The Crimson Playgoer

"Father Brown, Detective" Plus "Lives of a Bengal Lancer" Makes Up An Excellent Bill

A better bill than now graces the University screen would be difficult to demand of any two feature movie programs. "The Lives of a Bengal Lancer" has been justly praised for its spectacular melodrama, picturesquely framed against the forbidding north Indian mountain passes. Very roughly adapted from the successful book of similar title, it proves an exciting bit of pageantry capably acted by a cast which includes Gary Cooper, Franchot Tone, Dick Cromwell, and Kathleen Burke.
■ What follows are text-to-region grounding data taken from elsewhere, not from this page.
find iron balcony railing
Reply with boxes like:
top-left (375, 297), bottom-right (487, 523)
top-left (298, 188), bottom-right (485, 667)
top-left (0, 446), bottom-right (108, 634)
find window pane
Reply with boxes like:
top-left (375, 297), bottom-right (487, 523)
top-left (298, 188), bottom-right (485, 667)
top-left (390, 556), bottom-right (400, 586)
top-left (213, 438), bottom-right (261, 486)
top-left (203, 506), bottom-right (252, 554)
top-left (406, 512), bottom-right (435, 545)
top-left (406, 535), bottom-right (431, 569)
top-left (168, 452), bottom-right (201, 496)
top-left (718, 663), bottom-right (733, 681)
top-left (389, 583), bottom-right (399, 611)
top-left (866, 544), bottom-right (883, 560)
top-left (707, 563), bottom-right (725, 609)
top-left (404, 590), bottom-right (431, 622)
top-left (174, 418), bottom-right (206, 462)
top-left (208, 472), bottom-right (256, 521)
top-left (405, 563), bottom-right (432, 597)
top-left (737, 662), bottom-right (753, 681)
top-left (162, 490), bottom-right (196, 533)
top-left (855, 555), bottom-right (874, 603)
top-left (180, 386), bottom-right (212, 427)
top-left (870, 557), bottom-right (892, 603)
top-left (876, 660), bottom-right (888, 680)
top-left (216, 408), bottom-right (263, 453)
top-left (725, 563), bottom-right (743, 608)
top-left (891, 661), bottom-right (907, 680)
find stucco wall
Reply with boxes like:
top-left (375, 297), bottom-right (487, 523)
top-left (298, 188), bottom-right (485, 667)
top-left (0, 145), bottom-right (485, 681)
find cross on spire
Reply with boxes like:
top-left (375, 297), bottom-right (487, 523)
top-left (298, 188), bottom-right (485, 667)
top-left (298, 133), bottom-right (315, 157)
Less well known, but even more deserving of notice is the co-feature, "Father Brown, Detective." the excellent Mr. Walter Connelly, aided by Paul Lucas and the exceedingly beautiful and personable Gertrude Michael, make this whimsically amusing story a film of unusual delight. The tale centers about the attempts of Flambeau (Mr. Lucas) to secure by his usual informal method, the ten famous "Flying Stars" --diamonds of superb beauty, which he desires to place about the glorious neck of Miss Michael with whom he has fallen quite in love. Walter Connelly portrays the wise priest who takes it upon himself to straighten out the lives of Flambeau and his lovely lad. There is an undertone of quite humer and philosophic beauty which lifts the picture far above the limitations of its story.